What does hesitation cost you? Make faster decisions - even with less information.
The world has become more complex: markets shift faster, technologies evolve rapidly, and predictability is declining. Terms like VUCA or BANI (as the next stage) describe exactly this environment: volatile, uncertain, complex, and ambiguous.
For leaders and founders, this leads to a clear consequence:
Perfect decisions do not exist.
What matters today is the ability to remain actionable under uncertainty.
The 70% rule by Jeff Bezos offers a powerful approach:
“Most decisions should probably be made with somewhere around 70 percent of the information you wish you had. If you wait for 90 percent, in most cases, you’re probably being slow.” - Jeff Bezos (Amazon Shareholder Letter, 2016)

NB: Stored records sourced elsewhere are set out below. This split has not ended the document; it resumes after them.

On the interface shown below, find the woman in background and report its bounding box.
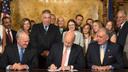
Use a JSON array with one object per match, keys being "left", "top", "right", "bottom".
[
  {"left": 63, "top": 19, "right": 84, "bottom": 47},
  {"left": 83, "top": 24, "right": 92, "bottom": 55},
  {"left": 20, "top": 18, "right": 31, "bottom": 34}
]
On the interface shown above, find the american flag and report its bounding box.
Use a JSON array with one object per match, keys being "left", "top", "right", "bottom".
[{"left": 1, "top": 0, "right": 11, "bottom": 18}]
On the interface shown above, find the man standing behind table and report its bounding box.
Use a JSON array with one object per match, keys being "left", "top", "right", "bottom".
[{"left": 30, "top": 10, "right": 61, "bottom": 69}]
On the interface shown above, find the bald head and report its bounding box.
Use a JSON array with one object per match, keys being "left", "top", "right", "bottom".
[
  {"left": 16, "top": 30, "right": 29, "bottom": 48},
  {"left": 64, "top": 31, "right": 75, "bottom": 47},
  {"left": 116, "top": 10, "right": 127, "bottom": 27}
]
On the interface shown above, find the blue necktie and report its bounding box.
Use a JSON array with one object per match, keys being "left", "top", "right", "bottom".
[{"left": 20, "top": 48, "right": 24, "bottom": 63}]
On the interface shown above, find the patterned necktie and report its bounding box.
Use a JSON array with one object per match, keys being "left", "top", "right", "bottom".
[
  {"left": 100, "top": 46, "right": 105, "bottom": 64},
  {"left": 61, "top": 48, "right": 68, "bottom": 69},
  {"left": 20, "top": 48, "right": 24, "bottom": 63}
]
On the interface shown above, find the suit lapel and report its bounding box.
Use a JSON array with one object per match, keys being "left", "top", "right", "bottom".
[
  {"left": 103, "top": 43, "right": 110, "bottom": 65},
  {"left": 68, "top": 45, "right": 75, "bottom": 65}
]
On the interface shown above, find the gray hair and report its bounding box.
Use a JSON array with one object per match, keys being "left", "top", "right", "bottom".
[{"left": 16, "top": 29, "right": 27, "bottom": 39}]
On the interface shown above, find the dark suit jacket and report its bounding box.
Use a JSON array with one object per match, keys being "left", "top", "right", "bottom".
[
  {"left": 30, "top": 23, "right": 61, "bottom": 53},
  {"left": 117, "top": 21, "right": 128, "bottom": 51},
  {"left": 87, "top": 42, "right": 123, "bottom": 69},
  {"left": 47, "top": 43, "right": 85, "bottom": 69},
  {"left": 6, "top": 29, "right": 17, "bottom": 46},
  {"left": 0, "top": 45, "right": 38, "bottom": 69}
]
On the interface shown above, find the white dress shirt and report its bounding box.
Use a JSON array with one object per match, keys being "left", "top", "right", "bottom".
[
  {"left": 6, "top": 29, "right": 13, "bottom": 42},
  {"left": 63, "top": 46, "right": 71, "bottom": 66}
]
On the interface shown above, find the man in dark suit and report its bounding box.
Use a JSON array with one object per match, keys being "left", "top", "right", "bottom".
[
  {"left": 30, "top": 10, "right": 61, "bottom": 68},
  {"left": 0, "top": 31, "right": 38, "bottom": 70},
  {"left": 57, "top": 17, "right": 66, "bottom": 39},
  {"left": 2, "top": 17, "right": 16, "bottom": 45},
  {"left": 75, "top": 14, "right": 84, "bottom": 32},
  {"left": 47, "top": 31, "right": 85, "bottom": 70},
  {"left": 87, "top": 28, "right": 123, "bottom": 71},
  {"left": 117, "top": 10, "right": 128, "bottom": 51}
]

If you wait for 90%, you are usually too slow. And this is exactly where a competitive advantage emerges:
1. Speed beats perfection
While you are still analyzing, someone else is deciding and gaining market share.
The core mistake lies in assuming that more information automatically leads to better decisions. In reality, the opposite often happens:
With every additional layer of analysis, complexity increases and decisions are delayed.
What is often overlooked:
Hesitation comes at a cost:
- You miss market opportunities
- You delay your time-to-market
- You give competitors time to learn faster
This is where the real disadvantage emerges.

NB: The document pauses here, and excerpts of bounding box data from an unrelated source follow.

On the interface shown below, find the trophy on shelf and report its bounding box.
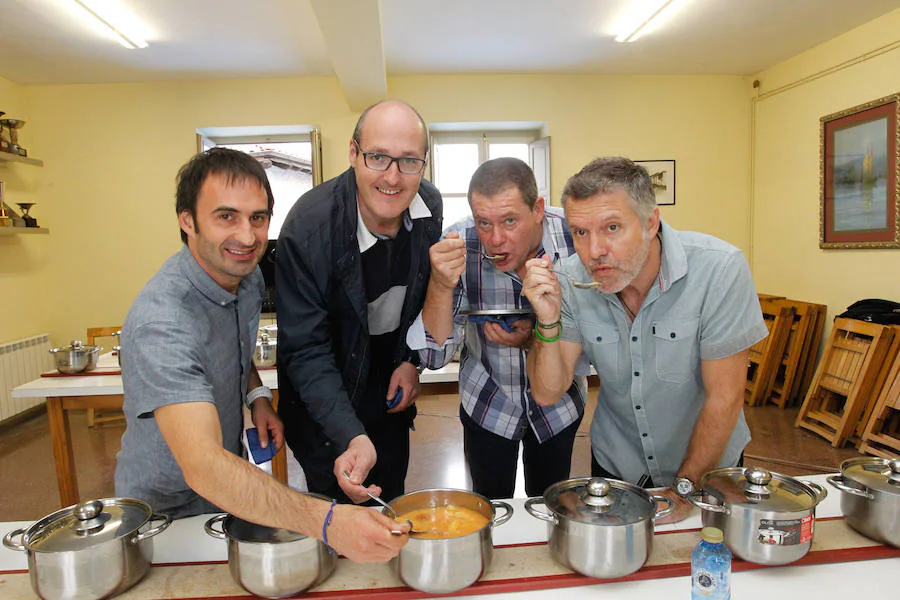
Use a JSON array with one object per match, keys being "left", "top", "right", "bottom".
[
  {"left": 16, "top": 202, "right": 37, "bottom": 227},
  {"left": 0, "top": 119, "right": 28, "bottom": 156}
]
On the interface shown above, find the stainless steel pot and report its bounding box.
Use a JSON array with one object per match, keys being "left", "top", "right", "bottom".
[
  {"left": 50, "top": 340, "right": 103, "bottom": 373},
  {"left": 826, "top": 456, "right": 900, "bottom": 548},
  {"left": 3, "top": 498, "right": 172, "bottom": 600},
  {"left": 390, "top": 489, "right": 513, "bottom": 594},
  {"left": 205, "top": 514, "right": 337, "bottom": 598},
  {"left": 253, "top": 332, "right": 278, "bottom": 368},
  {"left": 687, "top": 467, "right": 828, "bottom": 565},
  {"left": 525, "top": 477, "right": 674, "bottom": 579}
]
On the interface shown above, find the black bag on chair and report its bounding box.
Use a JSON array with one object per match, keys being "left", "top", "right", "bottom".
[{"left": 838, "top": 298, "right": 900, "bottom": 325}]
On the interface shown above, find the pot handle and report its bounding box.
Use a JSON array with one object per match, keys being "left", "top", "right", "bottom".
[
  {"left": 491, "top": 500, "right": 512, "bottom": 527},
  {"left": 803, "top": 481, "right": 828, "bottom": 504},
  {"left": 3, "top": 529, "right": 25, "bottom": 552},
  {"left": 650, "top": 494, "right": 675, "bottom": 521},
  {"left": 828, "top": 475, "right": 875, "bottom": 500},
  {"left": 203, "top": 513, "right": 228, "bottom": 540},
  {"left": 525, "top": 498, "right": 559, "bottom": 526},
  {"left": 131, "top": 513, "right": 172, "bottom": 544},
  {"left": 684, "top": 490, "right": 728, "bottom": 515}
]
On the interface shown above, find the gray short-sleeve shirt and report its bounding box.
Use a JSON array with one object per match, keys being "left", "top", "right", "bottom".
[
  {"left": 115, "top": 246, "right": 264, "bottom": 518},
  {"left": 560, "top": 223, "right": 768, "bottom": 485}
]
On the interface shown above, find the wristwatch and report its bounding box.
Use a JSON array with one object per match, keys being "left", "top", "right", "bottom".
[{"left": 675, "top": 477, "right": 694, "bottom": 496}]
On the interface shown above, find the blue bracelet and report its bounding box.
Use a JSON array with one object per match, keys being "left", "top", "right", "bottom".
[{"left": 322, "top": 500, "right": 337, "bottom": 554}]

Studies by McKinsey show that companies with fast decision-making processes are significantly more successful. The reason is simple:
They enter the market earlier and learn faster than their competitors.
Not deciding is also a decision - with real costs.
2. The 70% rule - Decide with functional clarity
The biggest barrier to decision-making is the desire for certainty.
This is where the 70% rule comes in.
But:
The 70% rule does not mean acting without careful thought.
It means deciding with functional clarity.
That means:
- You understand the problem sufficiently
- You know the key variables
- You can define the next meaningful step
That is enough to start.
The remaining 20 - 30% of clarity costs valuable time but rarely creates decisive progress.
The quality of your decision does not come from maximum information - but from the next meaningful step.
3. One-Way vs. Two-Way Doors decisions
Not all decisions are equal. Distinguish between two types:
| Decision Type | Description & Examples |
|---|---|
| Two-Way Doors (reversible decisions) | Decisions that can be corrected or reversed. Examples: - testing new product features - adjusting pricing models - launching marketing campaigns - releasing a first product version Risk is limited. Learning potential is high. 70% information is sufficient. |
| One-Way Doors (irreversible decisions) | Decisions that are difficult or impossible to reverse. Examples: - strategic positioning - large, long-term investments More analysis is justified. Aim for 80–90% of the information. |
In business, many decisions are Two-way doors - but are treated like One-way doors.
This leads to unnecessary slowness.
4. Lean Startup - Learn through execution
The Lean Startup approach provides the operational framework:
Build - Measure - Learn
You develop an initial version (Minimum Viable Product), test it in the market, and gather direct feedback. Based on that, you make the next decision.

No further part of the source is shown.